Mariza, candidata contra o medo

Frente a uma plateia com profissionais que estiveram na primeira linha de combate à pandemia, a  eurodeputada do Bloco de Esquerda apresentou-se como candidata a Presidente da República, nas eleições do início do próximo ano.

A apresentação teve lugar no Largo do Carmo, em Lisboa, local simbólico onde em 25 de Abril de 1974 o regime fascista sofreu a sua derrocada definitiva. Simbolicamente, Mariza Matias apresentou-se aí com um cravo vermelho na mão, antes de proferir a intervenção que abaixo transcrevemos na íntegra.

“Portugal precisa de saber quem são e de ouvir quem faz a vitória sobre o medo.”

Estou aqui para vos dizer que serei candidata à Presidência da República e porquê. Mas antes de dizer umas palavras, deixem-me explicar porque pedi a vossa presença, aqui no Largo do Carmo, e vos quis ouvir.

O país ouve falar todos os dias da pandemia e do sobressalto em que vivemos. Mas fala-se cada vez menos de quem todos os dias luta nos hospitais e centros de saúde, no rastreamento e na prevenção, para salvar vidas, para permitir a abertura das escolas, para proteger os idosos nos lares. O país sabe quem são, porque nos últimos meses contou com eles todos os dias.

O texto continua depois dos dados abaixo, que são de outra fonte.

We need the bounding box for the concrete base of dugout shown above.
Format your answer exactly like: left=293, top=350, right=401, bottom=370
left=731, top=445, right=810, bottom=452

O país contou com gente que olhou o medo nos olhos e foi à luta. Trabalhadoras das limpezas, como a Isabel Alcobia, que todos os dias cá estiveram, nos hospitais e centros de saúde como nos vários serviços, para garantir a limpeza, tantas vezes quando o país ainda não acordou. Trabalhadores dos transportes, como o Sérgio Sousa, que todos os dias cá estiveram para assegurar as deslocações quando o país acorda. Trabalhadores da recolha do lixo, como o Paulo Rodrigues, que todos os dias cá estiveram quando o país se deita. Gente de coragem, são a linha da frente.

O país contou com gente de uma dedicação extraordinária. Cientistas, como a Inês Milagre, a quem tantas vezes falta um vínculo mas a quem nunca faltou entrega, num tempo em que precisamos mesmo do conhecimento científico para vencer a pandemia. Mas também professoras, como a Cecília Costa, e toda a comunidade escolar, que de um dia para o outro foram obrigados a reinventar a escola para que nenhuma criança fique para trás.

Elementos das forças de segurança ou vigilantes, como a Sofia Figueiredo, assim como bombeiros, como o João Almeida, essenciais ao funcionamento do Estado e dos serviços públicos. Carteiros, como o Roberto Tavares, que asseguraram um serviço essencial e nunca deixaram de trabalhar para garantir entregas durante o confinamento. E também trabalhadores da indústria, como o Luís Silva, que garantiram a produção de bens necessários. Gente que nunca baixou os braços, linha da frente.

O país contou com gente que nunca desistiu quando tudo parecia desabar. Trabalhadores que tiveram perda de rendimentos e microempresários, como o Afrozur Rahman, e tantos para quem o apoio tardou a chegar e, quando chegou, ficou pela metade. Trabalhadores da cultura e das artes, como a Catarina Côdea, e tantos outros a quem o apoio nunca chegou e que solidariamente se organizaram em redes de apoio alimentar. Estudantes, como a Andreia Galvão, e jovens precários, uma geração inteira que enfrenta a segunda crise das suas vidas e a quem disseram que têm de viver entre o desemprego e a precariedade. Gente de cabeça erguida, são também a linha da frente.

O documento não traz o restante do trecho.